ClickZ: Year 2008 as Search Terms

December 31, 2008

For you search engine optimization lovers, navigate to “The Year in Search: A 2008 Review” by Enid burns, ClickZ here. Ms. Burns has gathered the top searches for 2008. The resulting word list provides you with an indication of what will suck traffic to your Web site. It may help if your Web site is about one of the topics in the word list, but I know a couple of Web site wranglers who worry more about spoofing Google, Microsoft, and Yahoo, than about content. Use the list as you will. The Lycos system returned “poker” as the number one search term. If you want to buy a portal and risk your savings, acquire Lycos. None of the terms is surprising because the search terms mirror what’s hot. Web search is different from enterprise search in many ways, but I have yet to see Louis Vuitton or Clay Aiken in the enterprise search logs I have had the opportunity to review.
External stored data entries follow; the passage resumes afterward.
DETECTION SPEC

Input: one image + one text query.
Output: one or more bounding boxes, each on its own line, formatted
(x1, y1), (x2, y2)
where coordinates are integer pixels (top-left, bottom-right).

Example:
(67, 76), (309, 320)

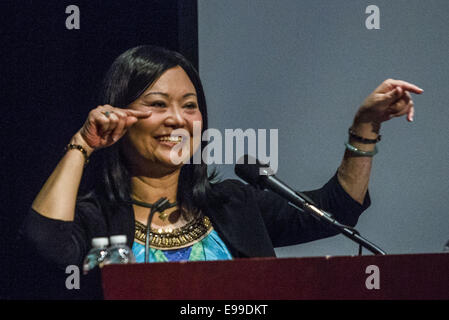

Stephen Arnold, December 31, 2008

Cruel to Cuil

December 30, 2008

TechCruch pushed the boulder off the hill, and now the avalanche is crashing down on Cuil. I wrote about this service when it first rolled out. You can read that article here. You can find CNet’s take on the failure of Cuil here. Matt Asay’s “Breaking the Google Habit” summarizes the Web search traffic chasm between the GOOG and every other Web search service. Keep in mind that the Google is not doing as well in China, India, Russia, and a couple of other places. But for most of the US of A, search means Google. (When I make this statement in my public lectures, I get entitlement children and trophy crazed 20 somethings chewing on my ankle. Folks, I am just reporting data, not imagining them. What do you call a 65 to 70 percent market share in Web search and nearly 26,000 Google Search Appliances and nearly complete saturation of US government mapping activities with Google Maps?) Mr. Asay picks up the theme of search as a habit. I have mentioned this characteristic of online once or twice in the last 30 years, but it’s a novel idea for CNet. The point is that Cuil started strong and ended up sucking air behind such stars as Ask.com and AOL.com. For me, the most important comment in Mr. Asay’s write up was:

..for competitors looking to kick the Google search habit, you can’t take the Cuil route and compete on search. It just won’t matter if you’re better. You need to create a different, compelling habit.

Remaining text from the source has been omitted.